DMEMから血清を抜くのはダメでしょうね。
もしC2C12に使える無血清培地があるなら、それを使ってみるのはありだと思います。そっちの方が増殖速度が遅くなる可能性はあると思います。

C2C12に使える無血清培地の報告がないなら、インキュベータの温度を30℃ぐらいに下げるのはどうでしょうか?
大腸菌だけでなく、動物細胞も培養温度を下げて培養することはあるらしいです。
自分でやったことがないので責任はもてませんが、血清を抜くのよりは無難な気がします。

(無題) 削除/引用
No.2161-9 - 2013/07/03 (水) 14:44:23 - おお
>[Re:7] 55teaさんは書きました :


> ちなみに無血清では細胞増殖が止まってしまうものでしょうか?

どんな培地を考えているのでしょうか?それが示せないと答えようがないです。まず通常の培地(DMEMとか)で血清をいれるのはなぜだと思いますか。その理由がわかれば血清を抜くと何が起こるかわかりますよね。それでもピンとこないならserum starvationという言葉をおもいだしてください。あるいはグーグルでけんさくしてみてください。

血清はいろいろなものを含んでいるので都合が悪いときがあり血清が少ない状態、ない状態でも細胞が増えるように成分を調製したものもあります。でもそう言うものは万能ではなく、細胞とそのばいちくわえて目的のコンビネーションで考えないといけません。

(無題) 削除/引用
No.2161-8 - 2013/07/03 (水) 13:51:57 - 脂肪
3T3-L1でも分化誘導後に細胞が剥がれやすくなることはありますよ。
分化誘導前に細胞をしっかりとオーバーコンフルエンスにして培地交換をゆっくりそっとやれば防げます。

しかしなぜC2C12で脂肪分化?
3T3-L1じゃないんですか?
もしたまたまラボにC2C12があって3T3-L1がないからとか、そういう理由でC2C12を脂肪分化に使うならやめた方がいいと思いますよ。
ちゃんと脂肪分化の実験をしたいなら3T3-L1なり3T3-F442Aなりを買った方がいいです。
もしくは初代培養するとか。

(無題) 削除/引用
No.2161-7 - 2013/07/03 (水) 13:38:27 - 55tea
皆様、コメントありがとうございます。

細胞を脂肪分化させるにあたっては、一応コンフルエントにしてから実験を始めた方が良いとの報告、データがあり、そういう発想になっております。
実際には、1週間程度の実験をしておりますが添加する物の性質上、あまり液がえをしたくないので、極力液換えを減らして何か方法がないのかなと模索しておりました。

無血清にすると、筋分化に向かうという事も報告があり、脂肪分化誘導させるにあたり、それに関しては閉口しているところです…。
ちなみに無血清では細胞増殖が止まってしまうものでしょうか?

(無題) 削除/引用
No.2161-6 - 2013/07/03 (水) 10:34:09 - 直輝
どうして薄まきじゃなくて、増殖スピードを抑えるという発想になったのか、よくわからん。

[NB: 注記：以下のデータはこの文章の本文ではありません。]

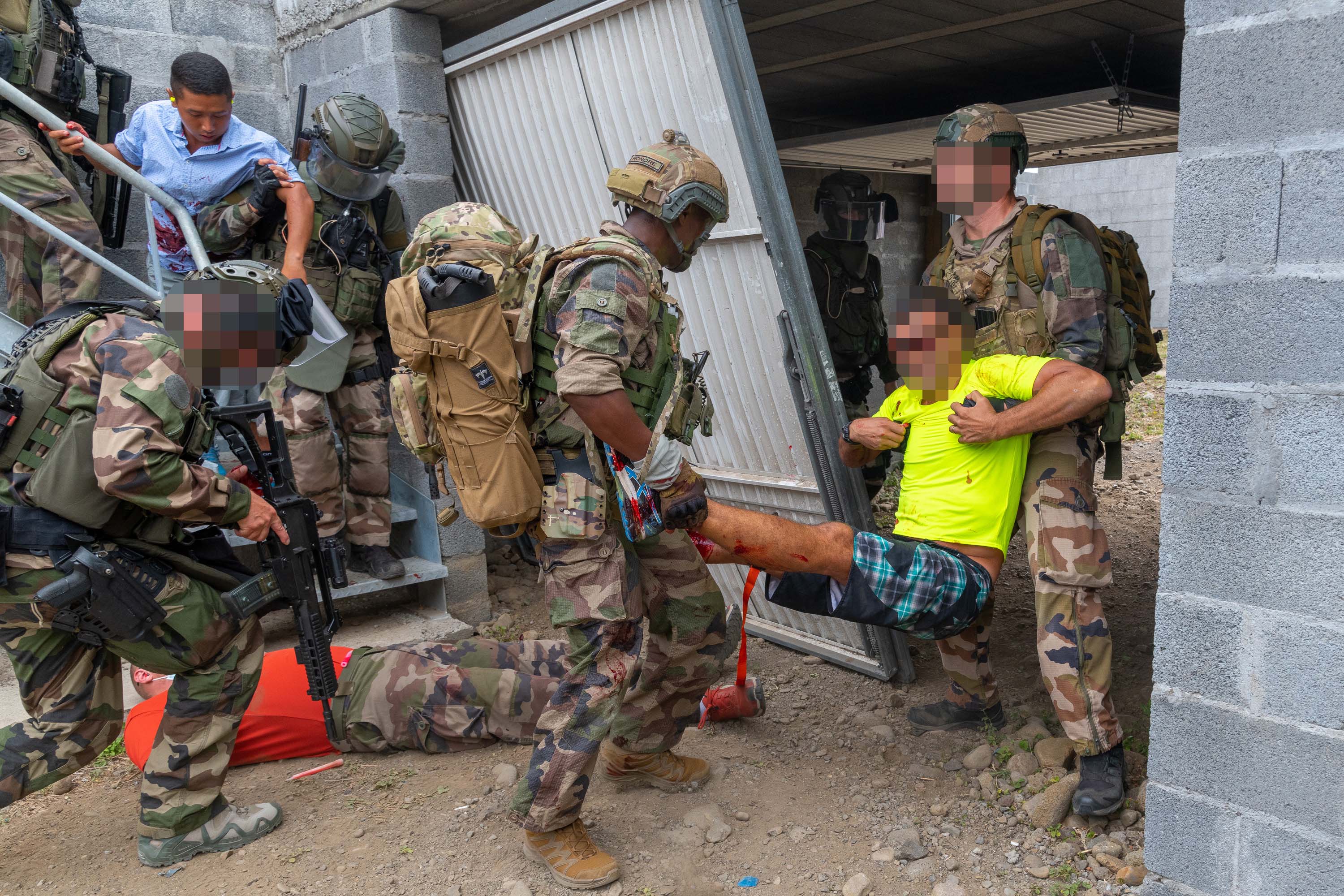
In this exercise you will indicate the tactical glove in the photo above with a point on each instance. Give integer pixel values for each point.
(265, 197)
(685, 504)
(293, 315)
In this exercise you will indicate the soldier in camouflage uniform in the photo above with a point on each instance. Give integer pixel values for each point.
(42, 272)
(123, 389)
(358, 232)
(847, 281)
(611, 334)
(979, 152)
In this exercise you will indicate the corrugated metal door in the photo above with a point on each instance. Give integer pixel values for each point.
(539, 121)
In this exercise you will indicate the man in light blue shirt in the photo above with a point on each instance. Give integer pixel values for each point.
(195, 150)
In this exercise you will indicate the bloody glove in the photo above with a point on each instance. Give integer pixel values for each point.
(685, 503)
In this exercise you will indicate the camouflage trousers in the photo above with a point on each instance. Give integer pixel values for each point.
(607, 593)
(1070, 562)
(42, 272)
(854, 393)
(351, 492)
(445, 698)
(73, 695)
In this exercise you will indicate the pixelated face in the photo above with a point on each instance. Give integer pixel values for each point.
(971, 178)
(226, 332)
(930, 339)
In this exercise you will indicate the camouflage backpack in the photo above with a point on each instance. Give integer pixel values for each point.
(1131, 346)
(461, 396)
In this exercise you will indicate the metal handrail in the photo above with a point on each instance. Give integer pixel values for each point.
(121, 170)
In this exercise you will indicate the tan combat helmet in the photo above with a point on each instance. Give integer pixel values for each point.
(666, 179)
(986, 123)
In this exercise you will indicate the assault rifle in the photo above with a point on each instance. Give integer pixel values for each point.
(300, 573)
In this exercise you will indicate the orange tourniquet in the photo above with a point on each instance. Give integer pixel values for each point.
(283, 722)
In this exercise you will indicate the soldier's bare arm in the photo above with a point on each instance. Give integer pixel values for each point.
(1064, 392)
(777, 544)
(874, 436)
(1073, 295)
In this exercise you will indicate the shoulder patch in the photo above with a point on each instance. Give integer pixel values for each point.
(178, 392)
(648, 162)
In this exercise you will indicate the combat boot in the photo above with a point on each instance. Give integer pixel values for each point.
(948, 716)
(663, 770)
(233, 828)
(1101, 784)
(572, 857)
(375, 560)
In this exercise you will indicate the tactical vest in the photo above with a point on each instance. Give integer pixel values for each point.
(347, 275)
(53, 448)
(42, 52)
(851, 314)
(670, 397)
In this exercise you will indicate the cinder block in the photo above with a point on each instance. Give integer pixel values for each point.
(1275, 767)
(1279, 862)
(241, 22)
(429, 146)
(1213, 443)
(421, 88)
(1314, 209)
(1304, 425)
(1260, 556)
(1237, 332)
(139, 15)
(1285, 66)
(422, 194)
(1190, 840)
(1296, 669)
(343, 49)
(400, 31)
(1198, 648)
(1228, 211)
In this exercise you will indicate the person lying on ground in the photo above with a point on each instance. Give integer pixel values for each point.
(959, 488)
(428, 696)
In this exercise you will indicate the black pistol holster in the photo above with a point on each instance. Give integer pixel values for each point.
(107, 594)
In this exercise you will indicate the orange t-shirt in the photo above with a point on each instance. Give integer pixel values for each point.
(281, 722)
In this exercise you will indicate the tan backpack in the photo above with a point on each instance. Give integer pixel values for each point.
(460, 397)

。。

(無題) 削除/引用
No.2161-5 - 2013/07/03 (水) 10:19:27 - おお
わたしも筋分化が気になっていたのですが、実際どういう条件を考えているのかよく分からないので、、、

5%FCS にさらに5%CS or house serum (heat inactivated)とかいう手も取れそうですが、どうかなぁ、、、増殖を遅くしようとするとやはり分化はきになるところです。

(無題) 削除/引用
No.2161-4 - 2013/07/03 (水) 09:49:26 - まっくろん
C2C12は、単純な栄養飢餓では筋管に分化・融合してしまうと思います(オーバーグロースを避けるためか、20%FBSで維持している文献も結構あります)。特別な無血清培地で未分化のま維持できるかはわかりませんが、コストが気になりますね。皆さんがおっしゃってるように、薄くまくのが簡単だと思います。あとは、C2C12じゃないといけない理由がないなら、3T3-L1に切り替えても良いかと思います。

(無題) 削除/引用
No.2161-3 - 2013/07/03 (水) 09:30:59 - ~
C2C12を触ったのは10年も前なので、今は事情が変わっているのかもしれませんが。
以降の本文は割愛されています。